Windmill Organics launched two organic water kefirs under its Raw Vibrant Living brand, Cherry and Mango & Passionfruit, in 250ml cans at a £2.89 RRP, with retailers due to receive stock from July. The drinks were positioned as naturally fermented, lightly sparkling, made with live cultures and low in sugar. For kombucha drinkers, that puts the launch in the same fermented-beverage lane, but not in the same glass.

That difference matters on a brewer’s shelf. Water kefir tends to read as lighter and fruit-led, while kombucha carries the tea-based profile and sharper fermentation bite that home brewers already know well. Windmill Organics is aiming at shoppers who want something more interesting than sparkling water and less sugary than conventional soft drinks, which makes the new cans relevant to kombucha fans tracking where fermented drinks are moving next.

Gemma Williams, head of marketing at Windmill Organics, said consumers are choosing soft drinks with “clean, natural ingredients and added functional benefits.” The company is already speaking to the same audience through Raw Vibrant Living’s kombucha line, which promises “A billion live cultures, no additives or sweeteners.” That broader portfolio also reaches beyond drinks into sauerkrauts, apple cider vinegar, tropical forest honey and extra virgin olive oil, putting the water kefirs inside a wider natural-food platform rather than a one-off launch.

AI-generated illustration
AI-generated illustration

The timing fits a market that has been warming to functional drinks. UK functional beverage sales grew 24.5% year-on-year, and nearly 30% of UK households now purchase functional drinks. On Ocado, kefir sales were up 30% year-on-year and kombucha sales were up 22%, signs that cultured drinks are still trading up in the chilled aisle.

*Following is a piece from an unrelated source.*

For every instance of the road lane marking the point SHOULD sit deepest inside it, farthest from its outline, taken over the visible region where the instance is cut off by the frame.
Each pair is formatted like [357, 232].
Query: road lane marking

Market outlooks for 2026 have also pointed to moderation, premiumisation, flavour exploration and alternative formats, all of which favour a drink that can sell on taste, live cultures and lower sugar at once.

For kombucha brewers, the story is less about a rival and more about the category next door. Windmill Organics has added another cultured option to the same refrigerator conversation, and that broader familiarity can make the leap into kombucha, or back into it, feel a little easier for shoppers deciding what to grab next.